Matt DiLallo, The Motley Fool

5 min read

In This Article:

  • EOG Resources has delivered more than a quarter-century of dividend stability and growth.

  • The oil company has grown its payout twice as fast as its peers in recent years.

  • Its recent acquisition will give it even more fuel to grow its dividend.

  • 10 stocks we like better than EOG Resources ›

EOG Resources (NYSE: EOG) has an excellent record of paying dividends. The oil and gas producer has delivered 27 years of sustainable and growing dividends. While the company hasn't increased its payout every single year since its initial public offering, it has never reduced its payment, which is a rarity in the oil patch.

Further, it has grown its payout twice as fast as its peers since 2019. On top of that, EOG has paid several special dividends in recent years.

The oil stock recently added a lot more fuel to its dividend growth engine. It's buying Encino Acquisition Partners in a $5.6 billion deal that's so accretive that EOG is boosting its dividend payment by another 5%. That will further increase its already attractive yield of over 3.5%, more than double the S&P 500's (SNPINDEX: ^GSPC) 1.3% dividend yield.

Here's a closer look at the deal and why dividend investors should consider adding EOG Resources' high-octane payout to their income portfolio.

Rising rolls of hundred-dollar bills with an upward red arrow.

Image source: Getty Images.

EOG Resources is one of the country's largest oil and gas producers. It has a multi-basin portfolio loaded with low-cost resources. The company estimates that it currently has over 10 billion barrels of oil equivalent (BOE) resources that it can tap into in the coming years.

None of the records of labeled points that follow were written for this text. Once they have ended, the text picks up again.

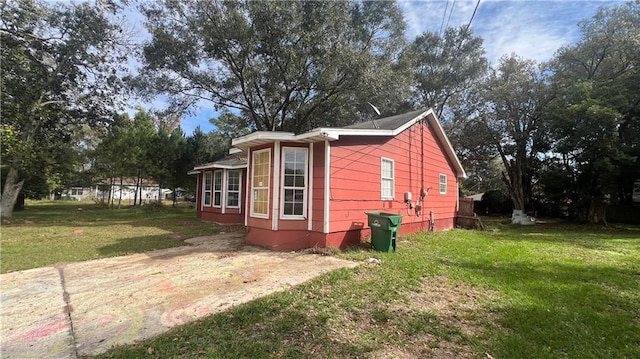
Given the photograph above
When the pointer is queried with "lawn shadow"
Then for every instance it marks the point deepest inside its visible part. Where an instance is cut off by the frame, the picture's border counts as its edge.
(560, 310)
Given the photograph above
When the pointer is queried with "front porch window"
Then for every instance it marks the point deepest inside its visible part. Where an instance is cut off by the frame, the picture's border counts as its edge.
(260, 183)
(233, 189)
(294, 182)
(206, 193)
(217, 188)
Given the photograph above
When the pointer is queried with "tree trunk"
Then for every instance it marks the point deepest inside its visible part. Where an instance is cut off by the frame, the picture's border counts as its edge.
(120, 198)
(175, 201)
(135, 195)
(597, 213)
(110, 199)
(10, 192)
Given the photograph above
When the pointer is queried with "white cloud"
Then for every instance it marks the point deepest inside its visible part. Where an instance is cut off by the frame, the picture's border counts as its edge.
(532, 29)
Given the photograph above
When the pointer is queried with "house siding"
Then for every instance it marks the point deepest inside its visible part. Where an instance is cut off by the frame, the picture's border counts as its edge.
(356, 182)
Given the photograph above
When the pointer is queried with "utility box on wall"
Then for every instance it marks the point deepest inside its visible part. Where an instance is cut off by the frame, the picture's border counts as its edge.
(384, 230)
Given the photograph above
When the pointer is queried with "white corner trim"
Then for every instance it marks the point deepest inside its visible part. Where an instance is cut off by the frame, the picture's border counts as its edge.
(310, 189)
(327, 182)
(275, 194)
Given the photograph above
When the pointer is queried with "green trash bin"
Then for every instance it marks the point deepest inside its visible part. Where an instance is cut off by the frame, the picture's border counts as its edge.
(384, 230)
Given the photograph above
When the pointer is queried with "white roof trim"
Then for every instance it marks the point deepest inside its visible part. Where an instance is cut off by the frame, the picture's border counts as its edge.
(446, 144)
(332, 134)
(215, 165)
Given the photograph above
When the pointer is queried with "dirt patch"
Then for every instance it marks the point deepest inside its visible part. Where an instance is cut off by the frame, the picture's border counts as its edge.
(122, 300)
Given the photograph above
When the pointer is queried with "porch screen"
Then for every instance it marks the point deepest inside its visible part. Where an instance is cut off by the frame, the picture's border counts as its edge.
(207, 188)
(217, 188)
(260, 183)
(294, 182)
(233, 189)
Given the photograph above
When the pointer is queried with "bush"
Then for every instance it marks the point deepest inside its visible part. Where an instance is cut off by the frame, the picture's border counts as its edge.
(494, 202)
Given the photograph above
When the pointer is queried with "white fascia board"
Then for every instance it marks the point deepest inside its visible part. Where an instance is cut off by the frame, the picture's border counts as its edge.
(335, 133)
(413, 121)
(263, 135)
(435, 124)
(231, 167)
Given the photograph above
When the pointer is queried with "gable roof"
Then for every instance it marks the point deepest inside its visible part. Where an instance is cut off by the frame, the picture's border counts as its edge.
(388, 126)
(388, 123)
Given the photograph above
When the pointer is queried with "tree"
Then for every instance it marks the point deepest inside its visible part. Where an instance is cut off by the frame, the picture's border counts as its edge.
(59, 73)
(515, 97)
(445, 67)
(595, 119)
(280, 65)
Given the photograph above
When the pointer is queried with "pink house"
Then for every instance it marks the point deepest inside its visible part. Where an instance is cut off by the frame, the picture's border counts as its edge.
(313, 189)
(221, 192)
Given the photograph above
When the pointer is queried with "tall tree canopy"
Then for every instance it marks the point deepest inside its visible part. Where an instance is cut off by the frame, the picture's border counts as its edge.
(283, 65)
(595, 119)
(445, 67)
(59, 72)
(515, 97)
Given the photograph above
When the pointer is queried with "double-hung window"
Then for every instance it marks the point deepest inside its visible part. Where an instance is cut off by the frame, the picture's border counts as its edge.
(294, 183)
(387, 188)
(443, 183)
(260, 183)
(217, 188)
(233, 189)
(207, 185)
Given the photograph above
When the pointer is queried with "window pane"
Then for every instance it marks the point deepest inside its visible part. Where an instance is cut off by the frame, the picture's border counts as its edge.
(233, 199)
(294, 181)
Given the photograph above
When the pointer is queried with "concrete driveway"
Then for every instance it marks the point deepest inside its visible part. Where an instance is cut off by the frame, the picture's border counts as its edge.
(74, 309)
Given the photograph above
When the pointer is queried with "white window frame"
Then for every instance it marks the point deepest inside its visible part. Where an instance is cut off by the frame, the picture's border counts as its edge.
(383, 196)
(227, 190)
(253, 188)
(442, 183)
(204, 188)
(214, 190)
(305, 189)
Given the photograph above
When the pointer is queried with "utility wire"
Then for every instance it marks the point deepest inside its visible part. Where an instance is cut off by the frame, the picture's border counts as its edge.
(444, 15)
(450, 12)
(472, 16)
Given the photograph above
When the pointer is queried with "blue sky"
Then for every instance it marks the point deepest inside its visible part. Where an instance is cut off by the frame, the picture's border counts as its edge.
(530, 28)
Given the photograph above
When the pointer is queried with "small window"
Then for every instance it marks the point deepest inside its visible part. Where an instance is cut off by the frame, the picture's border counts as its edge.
(206, 192)
(294, 182)
(387, 179)
(443, 184)
(217, 188)
(233, 189)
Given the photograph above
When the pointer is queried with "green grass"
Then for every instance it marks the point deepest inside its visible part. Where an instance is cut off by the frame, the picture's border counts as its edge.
(50, 232)
(546, 291)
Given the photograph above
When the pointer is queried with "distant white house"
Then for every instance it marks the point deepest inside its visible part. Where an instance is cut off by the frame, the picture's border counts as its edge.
(147, 191)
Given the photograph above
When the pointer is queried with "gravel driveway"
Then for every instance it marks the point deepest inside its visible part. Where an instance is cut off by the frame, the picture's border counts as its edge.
(74, 309)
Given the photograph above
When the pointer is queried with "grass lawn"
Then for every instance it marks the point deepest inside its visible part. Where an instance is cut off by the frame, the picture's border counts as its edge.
(50, 232)
(545, 291)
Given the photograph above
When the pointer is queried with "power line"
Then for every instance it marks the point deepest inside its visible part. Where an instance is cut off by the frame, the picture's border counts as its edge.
(472, 16)
(444, 15)
(450, 12)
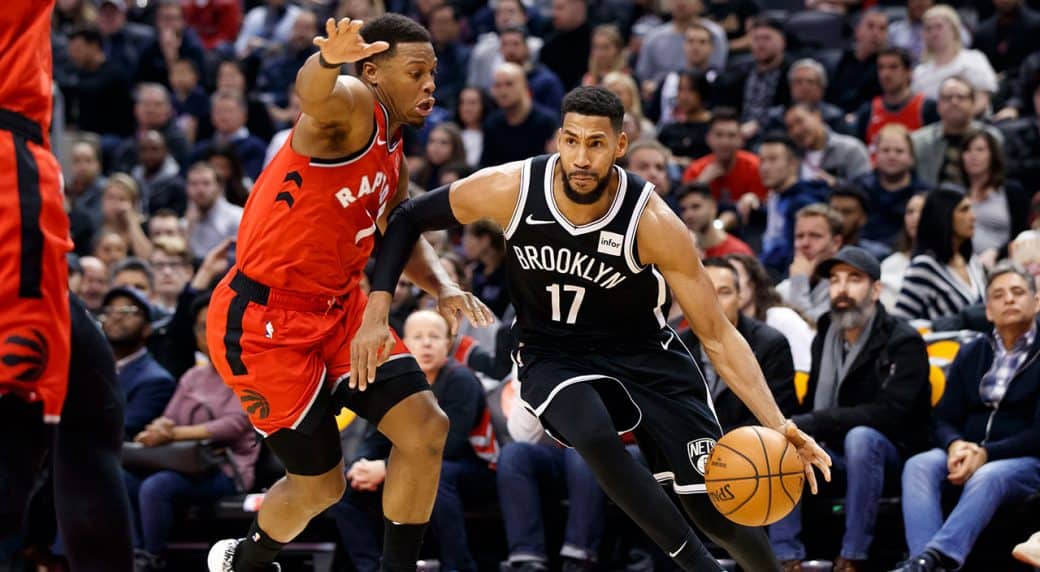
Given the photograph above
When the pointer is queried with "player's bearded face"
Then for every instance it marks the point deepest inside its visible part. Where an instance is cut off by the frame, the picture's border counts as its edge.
(405, 83)
(581, 178)
(853, 307)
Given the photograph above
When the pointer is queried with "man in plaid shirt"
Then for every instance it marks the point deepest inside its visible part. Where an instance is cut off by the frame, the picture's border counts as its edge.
(987, 431)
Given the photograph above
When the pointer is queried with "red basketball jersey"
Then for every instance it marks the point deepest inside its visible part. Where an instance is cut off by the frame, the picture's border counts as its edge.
(909, 115)
(25, 58)
(309, 224)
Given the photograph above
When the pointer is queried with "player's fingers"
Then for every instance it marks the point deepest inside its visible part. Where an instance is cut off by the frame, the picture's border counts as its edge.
(450, 315)
(373, 363)
(825, 468)
(471, 309)
(356, 364)
(375, 47)
(811, 477)
(483, 311)
(823, 455)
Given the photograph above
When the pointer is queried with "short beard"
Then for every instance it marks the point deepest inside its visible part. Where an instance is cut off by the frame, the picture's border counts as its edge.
(588, 198)
(853, 316)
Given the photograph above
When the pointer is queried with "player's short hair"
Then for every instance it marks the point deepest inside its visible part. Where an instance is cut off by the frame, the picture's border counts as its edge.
(597, 102)
(694, 187)
(718, 262)
(394, 29)
(833, 218)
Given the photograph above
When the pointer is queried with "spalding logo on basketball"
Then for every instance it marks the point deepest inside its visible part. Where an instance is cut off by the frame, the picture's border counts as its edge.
(754, 475)
(699, 451)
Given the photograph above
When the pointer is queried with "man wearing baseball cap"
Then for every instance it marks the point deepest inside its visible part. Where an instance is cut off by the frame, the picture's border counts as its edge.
(867, 401)
(126, 318)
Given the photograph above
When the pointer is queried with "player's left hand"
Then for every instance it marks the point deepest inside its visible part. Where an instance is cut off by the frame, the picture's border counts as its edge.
(811, 453)
(452, 300)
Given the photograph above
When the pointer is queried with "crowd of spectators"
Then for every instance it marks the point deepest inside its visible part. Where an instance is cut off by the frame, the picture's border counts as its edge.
(901, 137)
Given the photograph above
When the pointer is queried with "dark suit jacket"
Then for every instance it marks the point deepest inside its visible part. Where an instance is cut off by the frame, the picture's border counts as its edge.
(147, 388)
(886, 388)
(1008, 431)
(773, 354)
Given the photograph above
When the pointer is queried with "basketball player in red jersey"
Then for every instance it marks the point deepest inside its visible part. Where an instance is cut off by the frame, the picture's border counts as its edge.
(43, 332)
(282, 320)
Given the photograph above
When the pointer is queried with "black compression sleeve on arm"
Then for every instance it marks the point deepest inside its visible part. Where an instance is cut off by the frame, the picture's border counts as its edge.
(429, 211)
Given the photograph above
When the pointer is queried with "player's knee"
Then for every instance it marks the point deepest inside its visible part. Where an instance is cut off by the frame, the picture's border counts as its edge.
(316, 494)
(430, 434)
(592, 442)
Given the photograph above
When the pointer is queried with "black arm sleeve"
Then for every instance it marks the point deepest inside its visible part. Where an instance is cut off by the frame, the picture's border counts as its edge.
(429, 211)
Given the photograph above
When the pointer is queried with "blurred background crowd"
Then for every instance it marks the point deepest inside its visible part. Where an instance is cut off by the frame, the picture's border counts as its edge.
(780, 131)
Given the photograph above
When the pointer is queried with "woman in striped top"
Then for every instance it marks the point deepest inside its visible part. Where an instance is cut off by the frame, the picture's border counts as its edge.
(944, 276)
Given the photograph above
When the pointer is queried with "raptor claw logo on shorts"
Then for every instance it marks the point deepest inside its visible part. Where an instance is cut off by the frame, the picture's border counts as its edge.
(26, 356)
(255, 404)
(699, 451)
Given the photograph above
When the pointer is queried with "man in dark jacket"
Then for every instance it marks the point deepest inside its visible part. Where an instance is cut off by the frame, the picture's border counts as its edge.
(126, 318)
(770, 347)
(867, 400)
(987, 431)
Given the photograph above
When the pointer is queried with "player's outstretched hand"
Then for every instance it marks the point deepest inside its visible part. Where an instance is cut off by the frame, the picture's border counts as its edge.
(811, 453)
(452, 300)
(343, 43)
(371, 346)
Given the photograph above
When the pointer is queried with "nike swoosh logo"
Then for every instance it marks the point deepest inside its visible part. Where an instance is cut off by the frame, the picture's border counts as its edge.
(533, 221)
(679, 549)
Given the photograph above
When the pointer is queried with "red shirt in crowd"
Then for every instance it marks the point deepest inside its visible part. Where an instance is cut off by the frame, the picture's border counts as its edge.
(741, 179)
(731, 244)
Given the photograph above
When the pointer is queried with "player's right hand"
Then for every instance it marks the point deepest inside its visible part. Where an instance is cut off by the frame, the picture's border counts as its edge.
(810, 451)
(343, 43)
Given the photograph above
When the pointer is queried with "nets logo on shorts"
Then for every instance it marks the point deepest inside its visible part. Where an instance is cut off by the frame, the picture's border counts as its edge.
(699, 451)
(255, 404)
(26, 355)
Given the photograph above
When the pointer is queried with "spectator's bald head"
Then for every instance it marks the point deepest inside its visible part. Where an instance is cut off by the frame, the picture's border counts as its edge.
(509, 87)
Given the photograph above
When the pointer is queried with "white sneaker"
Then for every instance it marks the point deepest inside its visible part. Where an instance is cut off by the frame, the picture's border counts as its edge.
(222, 556)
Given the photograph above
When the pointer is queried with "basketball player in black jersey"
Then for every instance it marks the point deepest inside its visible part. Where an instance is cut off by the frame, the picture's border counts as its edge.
(592, 254)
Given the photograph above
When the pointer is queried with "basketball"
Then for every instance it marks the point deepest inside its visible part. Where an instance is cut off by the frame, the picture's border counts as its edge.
(754, 475)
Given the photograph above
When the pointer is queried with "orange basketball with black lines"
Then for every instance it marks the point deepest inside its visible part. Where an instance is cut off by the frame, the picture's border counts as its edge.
(754, 475)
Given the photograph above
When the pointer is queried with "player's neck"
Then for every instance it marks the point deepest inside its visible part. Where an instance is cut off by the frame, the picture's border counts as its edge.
(581, 214)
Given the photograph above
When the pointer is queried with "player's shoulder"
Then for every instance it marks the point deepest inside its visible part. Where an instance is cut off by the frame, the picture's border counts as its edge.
(502, 177)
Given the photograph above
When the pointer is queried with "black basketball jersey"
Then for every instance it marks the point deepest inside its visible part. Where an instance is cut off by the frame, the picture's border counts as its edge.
(581, 286)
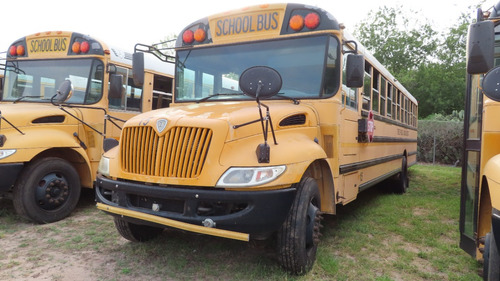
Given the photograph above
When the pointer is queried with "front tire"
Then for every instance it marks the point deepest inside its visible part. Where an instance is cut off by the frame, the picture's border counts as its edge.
(136, 232)
(298, 237)
(47, 190)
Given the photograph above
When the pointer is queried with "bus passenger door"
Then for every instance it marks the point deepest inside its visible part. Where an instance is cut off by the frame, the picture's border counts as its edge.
(348, 154)
(471, 165)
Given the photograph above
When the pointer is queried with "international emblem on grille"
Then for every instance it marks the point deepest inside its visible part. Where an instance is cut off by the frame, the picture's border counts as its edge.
(161, 124)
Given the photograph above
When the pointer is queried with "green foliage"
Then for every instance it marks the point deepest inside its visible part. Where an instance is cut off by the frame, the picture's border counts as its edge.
(430, 64)
(440, 140)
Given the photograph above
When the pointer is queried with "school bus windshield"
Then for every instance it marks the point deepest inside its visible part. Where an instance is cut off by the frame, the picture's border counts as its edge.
(38, 80)
(301, 62)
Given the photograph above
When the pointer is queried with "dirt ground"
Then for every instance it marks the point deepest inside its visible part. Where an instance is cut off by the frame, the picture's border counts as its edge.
(55, 251)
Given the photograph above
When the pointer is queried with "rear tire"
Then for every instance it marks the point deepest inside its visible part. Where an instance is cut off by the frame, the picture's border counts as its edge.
(47, 190)
(491, 267)
(298, 237)
(136, 232)
(402, 183)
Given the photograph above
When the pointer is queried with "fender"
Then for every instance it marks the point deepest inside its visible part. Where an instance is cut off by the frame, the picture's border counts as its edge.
(41, 142)
(296, 148)
(492, 174)
(487, 215)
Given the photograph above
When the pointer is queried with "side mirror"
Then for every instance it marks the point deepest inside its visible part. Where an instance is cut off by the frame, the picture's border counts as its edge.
(64, 92)
(115, 86)
(480, 47)
(491, 84)
(355, 70)
(260, 82)
(138, 69)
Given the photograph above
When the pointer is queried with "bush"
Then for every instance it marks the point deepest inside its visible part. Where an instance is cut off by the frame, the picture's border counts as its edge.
(440, 141)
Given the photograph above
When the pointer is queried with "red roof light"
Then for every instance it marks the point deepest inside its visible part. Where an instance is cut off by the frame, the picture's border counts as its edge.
(312, 20)
(188, 36)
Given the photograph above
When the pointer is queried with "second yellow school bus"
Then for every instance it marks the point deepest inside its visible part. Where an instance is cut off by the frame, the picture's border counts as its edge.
(278, 116)
(50, 146)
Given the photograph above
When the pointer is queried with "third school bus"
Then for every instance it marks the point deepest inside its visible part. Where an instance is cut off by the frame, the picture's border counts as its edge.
(278, 116)
(480, 191)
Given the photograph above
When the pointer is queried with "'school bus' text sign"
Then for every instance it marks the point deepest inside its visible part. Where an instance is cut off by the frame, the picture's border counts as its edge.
(41, 46)
(265, 22)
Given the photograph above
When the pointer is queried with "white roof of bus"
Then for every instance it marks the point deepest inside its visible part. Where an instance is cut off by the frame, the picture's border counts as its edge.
(379, 66)
(150, 61)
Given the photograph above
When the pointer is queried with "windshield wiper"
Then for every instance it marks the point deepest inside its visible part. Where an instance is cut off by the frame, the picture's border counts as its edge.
(219, 94)
(23, 97)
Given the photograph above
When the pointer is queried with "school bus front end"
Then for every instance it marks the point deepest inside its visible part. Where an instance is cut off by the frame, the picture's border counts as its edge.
(53, 117)
(261, 138)
(200, 170)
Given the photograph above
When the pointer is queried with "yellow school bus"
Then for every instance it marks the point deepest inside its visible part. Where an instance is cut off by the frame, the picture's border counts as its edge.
(278, 116)
(480, 191)
(52, 137)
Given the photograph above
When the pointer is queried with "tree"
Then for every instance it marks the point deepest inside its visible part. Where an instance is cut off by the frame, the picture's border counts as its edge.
(386, 35)
(429, 64)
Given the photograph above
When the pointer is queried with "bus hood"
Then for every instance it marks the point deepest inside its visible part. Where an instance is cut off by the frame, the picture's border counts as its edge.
(240, 119)
(22, 115)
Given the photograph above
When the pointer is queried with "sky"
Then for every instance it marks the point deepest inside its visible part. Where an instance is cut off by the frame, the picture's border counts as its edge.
(122, 24)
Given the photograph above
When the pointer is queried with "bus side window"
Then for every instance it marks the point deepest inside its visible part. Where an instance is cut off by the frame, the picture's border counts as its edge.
(389, 99)
(162, 92)
(375, 91)
(383, 95)
(349, 95)
(131, 96)
(367, 86)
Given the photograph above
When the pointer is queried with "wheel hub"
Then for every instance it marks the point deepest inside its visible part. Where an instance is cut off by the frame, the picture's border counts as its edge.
(52, 191)
(313, 233)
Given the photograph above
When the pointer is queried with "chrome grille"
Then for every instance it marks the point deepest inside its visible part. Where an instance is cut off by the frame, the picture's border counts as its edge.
(180, 153)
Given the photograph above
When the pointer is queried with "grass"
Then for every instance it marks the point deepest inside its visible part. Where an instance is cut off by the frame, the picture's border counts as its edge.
(379, 236)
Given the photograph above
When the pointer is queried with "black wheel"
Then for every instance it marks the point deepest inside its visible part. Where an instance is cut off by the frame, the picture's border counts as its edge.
(402, 183)
(136, 232)
(47, 190)
(298, 237)
(491, 266)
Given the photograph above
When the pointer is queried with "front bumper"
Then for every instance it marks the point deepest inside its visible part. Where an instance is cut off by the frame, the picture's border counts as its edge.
(8, 175)
(258, 213)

The oil and gas producer has largely built its resource portfolio via organic exploration. Unlike others in the oil patch, EOG Resources prefers not to make corporate acquisitions because those tend to be more expensive. However, it will pounce on a deal when the right opportunity arises.

That recently happened. The company has agreed to buy Encino Acquisition Partners for $5.6 billion. Encino holds over 675,000 net acres in the Utica Shale play of Ohio. That deal significantly increases EOG's position in the play, which will have a combined 1.1 million net acres with an estimated 2 billion BOE of undeveloped net resources after the transaction closes. That will give the company a third foundational resource position alongside its assets in the Delaware Basin and Eagle Ford Shale in Texas.

EOG Resources expects the deal to be immediately accretive to its financial metrics. It sees the acquisition boosting its cash flow from operations and free cash flow by 9%. Given the largely undeveloped acreage, the deal should enhance the company's ability to grow its production in the coming years.